63 Jewish people, including comedian and writer Alexei Sayle, have lodged a formal complaint against a charity. They argue that the Jewish National Fund UK (JNF UK) has funded activities that violate international humanitarian laws, including the 2014 military assault on Gaza. The signatories state that the charity misleads the public in its fundraising material and breaches fundraising codes.
Michael Kalmanovitz is one of the signatories. He is part of the International Jewish anti-Zionist Network UK, an organisation which co-founded a campaign called Stop The JNF. He told The Canary:
The Jewish National Fund (JNF), founded in 1901, is now key to Israeli apartheid. Through the Israel Land Authority, the JNF controls 93% of state land exclusively for persons of “Jewish nationality“, “in perpetuity“, in other words, permanently excluding Palestinian people from land that has been either bought under false pretences or stolen from them.
Planting trees to cover ethnic cleansing
JNF UK claims to be “Britain’s oldest Israel charity“, and “every penny raised by JNF UK is sent to a project in Israel.” The charity gives people an “exciting opportunity” to plants trees in Israel to mark special occasions, such as births. This is ironic given the JNF actively plants forests over the remains of ethnically cleansed Palestinian villages.
Kalmanovitz said:
The JNF’s forests and parks, including the British Park, have been planted and built on the ruins of hundreds of destroyed and depopulated Palestinian villages, in an attempt to (literally) cover up all traces of the ethnic cleansing of Palestine. Notoriously, in 1967 after the ‘six-day war‘ the JNF boasted, “the JNF tractor follows in the wake of the army tank”.
Forcibly displacing Bedouin communities
JNF UK’s current focus is to pour money into projects in the “impoverished” Negev region, which makes up 60% of Israel’s land. The JNF’s Blueprint Negev has a goal of relocating 500,000 people to the region.
In their complaint to the Fundraising Regulator, the 63 Jewish campaigners argue that:
JNF UK’s involvement in the Negev is political and aimed at forcibly displacing its Bedouin population, one of the most neglected and poorest communities in the region.
The Negev’s Bedouin population has inhabited the region for thousands of years. But when the Zionist state of Israel was established in 1948, most Bedouin people were forced off their land, and many became refugees in Jordan, the Sinai, Gaza, and the West Bank.
Despite JNF UK’s claim that the Negev is now “largely unpopulated“, there are currently around 230,000 Palestinian Bedouin people living in the region. Around 150,000 of this population live in 37 villages which aren’t recognised by the Israeli state. Residents have few rights and aren’t even provided with sewage systems, electricity, or water. The Israeli state continually attempts to displace people by demolishing their homes.

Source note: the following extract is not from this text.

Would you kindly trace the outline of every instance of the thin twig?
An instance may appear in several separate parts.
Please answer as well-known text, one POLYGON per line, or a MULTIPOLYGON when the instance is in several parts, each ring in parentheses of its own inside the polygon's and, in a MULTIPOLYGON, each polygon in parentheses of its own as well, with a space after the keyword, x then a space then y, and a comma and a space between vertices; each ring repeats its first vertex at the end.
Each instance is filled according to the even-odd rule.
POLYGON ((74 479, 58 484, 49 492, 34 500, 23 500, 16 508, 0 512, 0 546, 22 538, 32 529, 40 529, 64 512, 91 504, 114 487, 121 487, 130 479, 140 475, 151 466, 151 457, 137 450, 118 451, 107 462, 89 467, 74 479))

The Negev community of al-Araqib was first displaced in 1951. Residents returned to their land in 1998, fearing that the JNF was going to plant a forest over the land and erase the community off the map for good. The residents continue to remain steadfast. Their village has been destroyed by the Israeli state 176 times. Each time, the villagers rebuild.
Complicity in war crimes
JNF UK also funds Derech Eretz, an organisation which provides pre and military preparation programmes to young Israeli people in the Negev, ensuring that they will “excel in the military”. Derech Eretz also provides duty support and mentorship for their graduates serving in the military, as well as post-military programmes.
Furthermore, JNF UK’s 2015 accounts reveal that the charity spent £114,000 on the 2014 “Gaza war effort.”. This is the same “war effort” in which Israel committed war crimes.
The signatories of the complaint comment that the:
Charity Commission apparently considers contributing to the Israeli army’s actions in Gaza, to come within the framework of a charitable act that serves the public good. We make this point on the assumption that the JNF UK’s annual accounts have been audited by the Charity Commission as part of its regulatory responsibility.
“Apartheid is not a charity”
The signatories are requesting that the Fundraising Regulator investigates JNF UK. Kalmanovitz stated:
Activists are campaigning in a number of countries to de-register the JNF as a charity: apartheid is not a charity.
The Canary contacted both JNF UK and the Fundraising Regulator for comment. JNF did not reply at the time of writing, the Fundraising Regulator said: “We are unable to comment on individual cases while they are open.”